How a mechanistically credible PBPK model can be used as a tool for integrating available ADME data from existing in vivo studies or in vitro assays to simulate a potential IEC relationship.
How you can reduce animal use by avoiding study repetition, minimize animal distress, and maximize the value of these studies.
Dr. Daniel Hoer
Dr. Daniel (Dan) Hoer is a physical scientist in the Environmental Protection Agency’s Office of Pesticide Programs’ Health Effects Division where his work focuses on the evaluation and development of physiologically based pharmacokinetic (PBPK) models in support of human health risk assessment. He earned a B.S. in Environmental Sciences and a Ph.D. in Marine Sciences from the University of North Carolina at Chapel Hill. Following his Ph.D., he completed a postdoctoral fellowship in the Department of Organismic and Evolutionary Biology at Harvard University and worked in the same department as a research associate prior to joining EPA. Dan’s past research investigated the interdependencies of aquatic chemistry and ecosystem ecology, and his work frequently benefited from conducting in situ investigations of unmanipulated systems. As such, he developed prototype or purpose-built sensors and other tools to improve the sensitivity, precision, or frequency of data collection as required to effectively answer his research questions. Through his over 10 years of research work, he developed an extensive modeling, data science, and engineering skillset which he is leveraging in his current role with EPA.
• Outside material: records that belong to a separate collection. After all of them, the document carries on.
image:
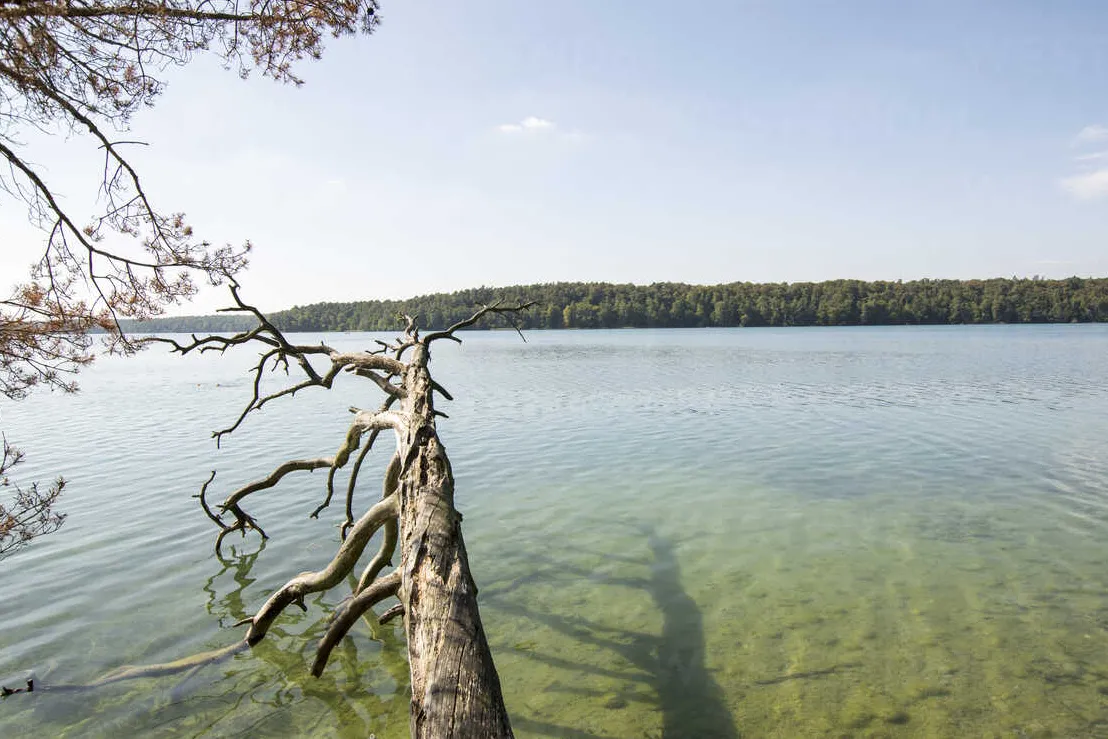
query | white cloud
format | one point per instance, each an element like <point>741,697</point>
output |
<point>1091,134</point>
<point>530,123</point>
<point>1087,186</point>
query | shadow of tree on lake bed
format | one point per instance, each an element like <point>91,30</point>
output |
<point>660,670</point>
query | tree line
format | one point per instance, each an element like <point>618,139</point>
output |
<point>674,305</point>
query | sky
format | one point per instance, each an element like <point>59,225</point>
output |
<point>505,142</point>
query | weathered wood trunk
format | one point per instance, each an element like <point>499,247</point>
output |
<point>455,689</point>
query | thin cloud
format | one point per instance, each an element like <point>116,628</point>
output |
<point>1090,182</point>
<point>530,123</point>
<point>1091,134</point>
<point>1088,185</point>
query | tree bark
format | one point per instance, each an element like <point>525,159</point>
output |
<point>455,689</point>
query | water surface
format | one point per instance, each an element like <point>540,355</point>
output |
<point>862,532</point>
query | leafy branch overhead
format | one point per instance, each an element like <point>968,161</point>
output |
<point>455,689</point>
<point>85,68</point>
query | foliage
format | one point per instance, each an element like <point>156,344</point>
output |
<point>30,512</point>
<point>86,67</point>
<point>665,305</point>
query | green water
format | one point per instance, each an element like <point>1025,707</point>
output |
<point>756,533</point>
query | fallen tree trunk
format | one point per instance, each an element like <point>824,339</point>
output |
<point>455,688</point>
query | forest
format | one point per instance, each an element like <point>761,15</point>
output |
<point>674,305</point>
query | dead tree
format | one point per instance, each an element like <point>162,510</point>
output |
<point>455,689</point>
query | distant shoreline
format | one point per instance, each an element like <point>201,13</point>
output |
<point>674,305</point>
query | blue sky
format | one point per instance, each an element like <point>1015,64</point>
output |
<point>494,143</point>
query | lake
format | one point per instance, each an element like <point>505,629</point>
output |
<point>830,532</point>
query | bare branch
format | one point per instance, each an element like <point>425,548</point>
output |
<point>495,308</point>
<point>348,614</point>
<point>314,582</point>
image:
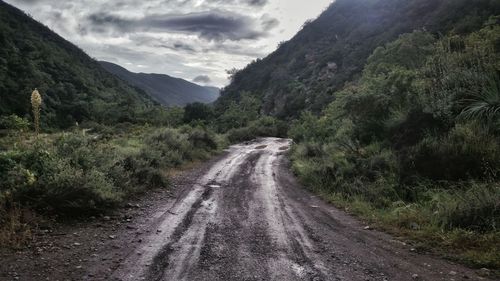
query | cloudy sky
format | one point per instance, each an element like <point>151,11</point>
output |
<point>192,39</point>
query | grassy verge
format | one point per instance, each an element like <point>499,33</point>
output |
<point>458,222</point>
<point>88,171</point>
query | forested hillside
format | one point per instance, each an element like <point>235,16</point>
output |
<point>304,73</point>
<point>394,109</point>
<point>75,87</point>
<point>167,90</point>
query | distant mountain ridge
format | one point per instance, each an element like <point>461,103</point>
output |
<point>167,90</point>
<point>74,87</point>
<point>304,73</point>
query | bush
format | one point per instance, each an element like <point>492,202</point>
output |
<point>476,207</point>
<point>263,127</point>
<point>14,122</point>
<point>466,152</point>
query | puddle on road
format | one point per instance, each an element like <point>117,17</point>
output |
<point>299,270</point>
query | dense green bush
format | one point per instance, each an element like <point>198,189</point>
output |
<point>416,138</point>
<point>80,172</point>
<point>262,127</point>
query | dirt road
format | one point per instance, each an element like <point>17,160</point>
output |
<point>240,216</point>
<point>246,218</point>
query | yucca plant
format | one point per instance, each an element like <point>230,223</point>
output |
<point>36,103</point>
<point>483,104</point>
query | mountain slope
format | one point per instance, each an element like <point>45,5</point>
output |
<point>74,87</point>
<point>165,89</point>
<point>303,73</point>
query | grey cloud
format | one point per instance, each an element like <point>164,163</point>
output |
<point>256,3</point>
<point>213,25</point>
<point>202,79</point>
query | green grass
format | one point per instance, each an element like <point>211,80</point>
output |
<point>417,223</point>
<point>86,172</point>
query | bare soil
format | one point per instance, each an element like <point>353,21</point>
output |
<point>240,216</point>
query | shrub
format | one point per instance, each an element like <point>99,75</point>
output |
<point>262,127</point>
<point>14,122</point>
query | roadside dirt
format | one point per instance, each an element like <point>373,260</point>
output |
<point>240,216</point>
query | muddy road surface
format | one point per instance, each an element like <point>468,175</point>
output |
<point>246,218</point>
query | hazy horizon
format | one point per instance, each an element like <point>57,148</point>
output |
<point>196,40</point>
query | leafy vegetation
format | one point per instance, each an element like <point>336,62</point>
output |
<point>86,171</point>
<point>306,72</point>
<point>74,87</point>
<point>414,144</point>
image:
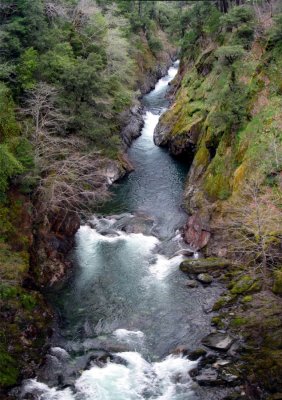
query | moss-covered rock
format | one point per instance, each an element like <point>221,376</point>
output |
<point>277,284</point>
<point>204,265</point>
<point>246,284</point>
<point>224,301</point>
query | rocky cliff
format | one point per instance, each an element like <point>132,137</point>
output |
<point>225,120</point>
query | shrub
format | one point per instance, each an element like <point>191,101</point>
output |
<point>237,16</point>
<point>229,54</point>
<point>155,44</point>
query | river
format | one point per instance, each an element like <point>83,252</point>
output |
<point>127,305</point>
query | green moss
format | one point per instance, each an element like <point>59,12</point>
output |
<point>217,321</point>
<point>202,157</point>
<point>247,299</point>
<point>277,284</point>
<point>223,301</point>
<point>238,322</point>
<point>9,371</point>
<point>245,284</point>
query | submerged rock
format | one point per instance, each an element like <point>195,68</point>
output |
<point>203,265</point>
<point>196,233</point>
<point>218,341</point>
<point>205,278</point>
<point>191,283</point>
<point>208,377</point>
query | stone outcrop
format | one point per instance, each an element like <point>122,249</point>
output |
<point>132,122</point>
<point>196,233</point>
<point>204,265</point>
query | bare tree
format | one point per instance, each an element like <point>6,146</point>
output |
<point>72,175</point>
<point>253,227</point>
<point>56,8</point>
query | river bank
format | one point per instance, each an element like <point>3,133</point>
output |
<point>128,290</point>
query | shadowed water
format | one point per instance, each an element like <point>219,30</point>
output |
<point>127,295</point>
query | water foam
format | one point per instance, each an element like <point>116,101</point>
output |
<point>163,266</point>
<point>137,380</point>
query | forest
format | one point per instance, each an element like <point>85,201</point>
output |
<point>72,76</point>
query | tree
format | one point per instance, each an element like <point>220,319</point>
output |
<point>253,226</point>
<point>40,105</point>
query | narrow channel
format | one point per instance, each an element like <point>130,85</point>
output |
<point>127,305</point>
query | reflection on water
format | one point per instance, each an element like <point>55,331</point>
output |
<point>127,296</point>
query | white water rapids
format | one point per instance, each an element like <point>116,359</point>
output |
<point>128,290</point>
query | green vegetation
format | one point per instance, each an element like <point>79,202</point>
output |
<point>68,70</point>
<point>231,66</point>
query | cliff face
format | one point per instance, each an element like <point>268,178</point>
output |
<point>34,245</point>
<point>225,120</point>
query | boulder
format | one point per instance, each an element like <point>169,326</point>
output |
<point>203,265</point>
<point>193,355</point>
<point>196,354</point>
<point>205,278</point>
<point>218,341</point>
<point>208,377</point>
<point>196,233</point>
<point>132,121</point>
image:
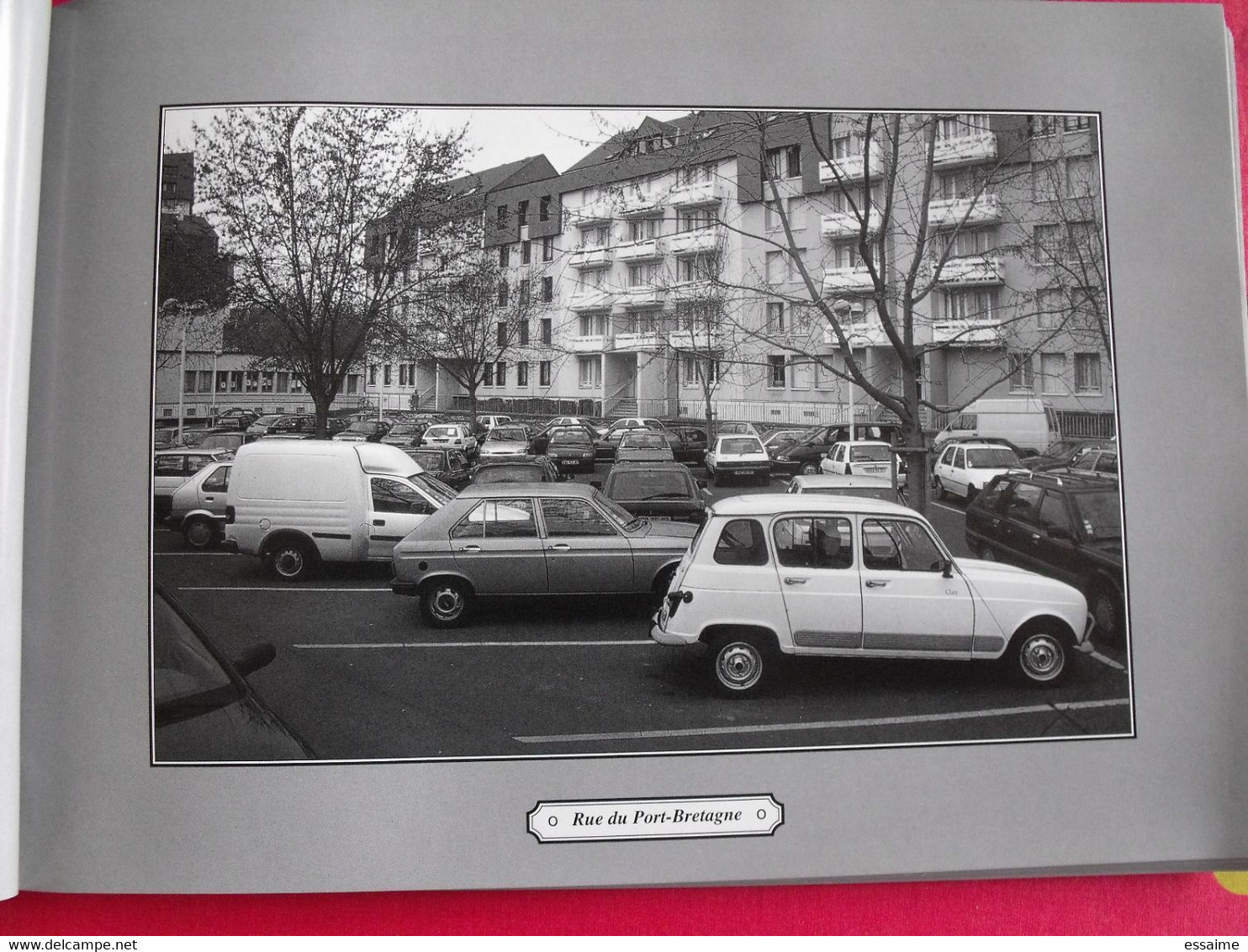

Dose-response analysis is an essential part of risk assessment. External concentrations are more readily quantified, and thus are subject to regulatory or experimental control. However, it is the corresponding internal concentrations, or the concentration of a chemical in blood, plasma, and tissue, that are more directly tied to the toxicological response in the exposed organism. The relationship between internal and external concentrations is quantitatively dictated by pharmacokinetic processes, including absorption, distribution, metabolism, and excretion (ADME). Given that many ADME processes are mediated by enzymes or transporters, they are correspondingly saturable at high substrate concentrations, which can lead to changes in internal concentration that deviate from being proportional to external concentration. Nonlinearities in dose response relationships can complicate their interpretation and can impact the design of animal studies (e.g., to avoid ethically tenuous or low-value data collection in in vivo studies). Analyzing dose response data using a physiologically based pharmacokinetic (PBPK) model can be an alternative to common statistical methods for analyzing dose proportionality in the internal to external concentration (IEC) relationship. By generating a continuous simulation of the IEC relationship across a wide range of doses, a PBPK modeling approach has important advantages over statistical methods that are often restricted to bimodal distinctions of ‘proportional’ versus ‘non-proportional’ dose groups. Case study discussions of saturable clearance and absorption will demonstrate that a mechanistically credible PBPK model can be used as a tool for integrating available ADME data from existing in vivo studies or in vitro assays to simulate a potential IEC relationship. These simulations can be integrated into a weight of evidence approach to interpret dose-response data, or to inform the selection of dose magnitude, dose spacing, or sample collection intervals in whole animal studies. This can potentially reduce animal use by avoiding study repetition, minimize animal distress, and maximize the value of these studies. Disclaimer: the views expressed in this abstract are those of the author and do not necessarily represent the views or policies of the U.S. Environmental Protection Agency.